Best secure practices when using Thycotic secret server
Hello all,
I would like clarification on the secure use of connection strings within web.config files when using Thycotic Secret Server.
My Static Application Security Testing program has flagged the web.config files as being insecure due to an “Insecure Transport: Database” issue. The common fault identified here is that the attribute “Encrypt=” is not set in the connection string. E.g.
Bad setting:
<add name="LOG.ConnectionString" connectionString="Data Source={SECRET:AA.SERVER}:{SECRET:AA.PORT}/BB.WEBSITE.COM;User ID={SECRET:AA.USER};Password={SECRET:AA.PASSWORD};pooling=true;Max Pool Size=55" providerName="Oracle.DataAccess.Client"/>
Recommended setting is:
<add name="LOG.ConnectionString" connectionString="Data Source={SECRET:AA.SERVER}:{SECRET:AA.PORT}/BB.WEBSITE.COM;User ID={SECRET:AA.USER};Password={SECRET:AA.PASSWORD};Encrypt=yes;pooling=true;Max Pool Size=55" providerName="Oracle.DataAccess.Client"/>
Also the servers are configured with SSL/TLS settings.
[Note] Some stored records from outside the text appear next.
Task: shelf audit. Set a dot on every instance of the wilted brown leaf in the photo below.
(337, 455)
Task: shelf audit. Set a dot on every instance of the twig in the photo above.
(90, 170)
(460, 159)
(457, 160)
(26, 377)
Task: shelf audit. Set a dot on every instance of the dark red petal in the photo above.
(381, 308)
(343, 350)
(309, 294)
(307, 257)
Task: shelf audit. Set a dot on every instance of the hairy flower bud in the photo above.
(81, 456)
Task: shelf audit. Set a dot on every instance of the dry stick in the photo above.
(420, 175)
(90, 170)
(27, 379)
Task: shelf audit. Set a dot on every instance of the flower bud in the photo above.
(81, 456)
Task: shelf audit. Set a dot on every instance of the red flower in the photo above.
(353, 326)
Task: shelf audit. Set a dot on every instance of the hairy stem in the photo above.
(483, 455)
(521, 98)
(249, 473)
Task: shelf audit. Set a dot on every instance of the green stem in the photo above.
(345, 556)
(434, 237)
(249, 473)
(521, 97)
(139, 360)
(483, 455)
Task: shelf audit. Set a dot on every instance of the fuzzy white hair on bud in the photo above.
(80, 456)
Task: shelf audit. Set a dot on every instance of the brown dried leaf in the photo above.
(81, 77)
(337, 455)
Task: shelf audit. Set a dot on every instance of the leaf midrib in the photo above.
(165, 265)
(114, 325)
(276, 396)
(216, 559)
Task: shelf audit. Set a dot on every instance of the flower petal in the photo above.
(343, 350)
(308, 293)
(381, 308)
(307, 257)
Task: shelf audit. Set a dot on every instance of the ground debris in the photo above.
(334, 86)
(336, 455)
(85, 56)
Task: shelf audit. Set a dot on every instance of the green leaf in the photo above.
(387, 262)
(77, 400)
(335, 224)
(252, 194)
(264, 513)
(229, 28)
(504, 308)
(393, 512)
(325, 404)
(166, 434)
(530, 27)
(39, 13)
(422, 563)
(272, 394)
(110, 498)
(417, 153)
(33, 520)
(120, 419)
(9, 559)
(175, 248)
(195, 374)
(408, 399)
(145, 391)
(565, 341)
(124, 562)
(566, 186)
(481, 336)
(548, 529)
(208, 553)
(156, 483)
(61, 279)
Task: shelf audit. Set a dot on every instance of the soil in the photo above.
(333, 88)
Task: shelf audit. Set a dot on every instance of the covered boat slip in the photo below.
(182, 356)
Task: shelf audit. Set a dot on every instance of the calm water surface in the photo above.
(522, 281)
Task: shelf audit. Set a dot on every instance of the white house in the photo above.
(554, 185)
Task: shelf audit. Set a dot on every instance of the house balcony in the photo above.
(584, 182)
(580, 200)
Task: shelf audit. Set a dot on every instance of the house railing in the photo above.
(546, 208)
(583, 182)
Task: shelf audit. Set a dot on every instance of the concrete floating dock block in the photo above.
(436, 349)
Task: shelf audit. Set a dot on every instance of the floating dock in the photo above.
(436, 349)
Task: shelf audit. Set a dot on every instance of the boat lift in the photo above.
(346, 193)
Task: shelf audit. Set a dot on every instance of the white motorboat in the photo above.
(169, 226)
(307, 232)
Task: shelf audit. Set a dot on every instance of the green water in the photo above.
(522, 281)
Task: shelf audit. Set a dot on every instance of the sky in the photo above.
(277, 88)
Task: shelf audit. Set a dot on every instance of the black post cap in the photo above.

Connection fails when “Encrypt=yes” is set in the connection string when Thycotic is in use.
I have a few questions around this.
- When using Thycotic, is it recommended to set the encrypt attribute or can it be ignored and still be considered secure?
- If the encrypt attribute should be set, do you have any ideas why it would be failing?
Any assistance would be greatly appreciated.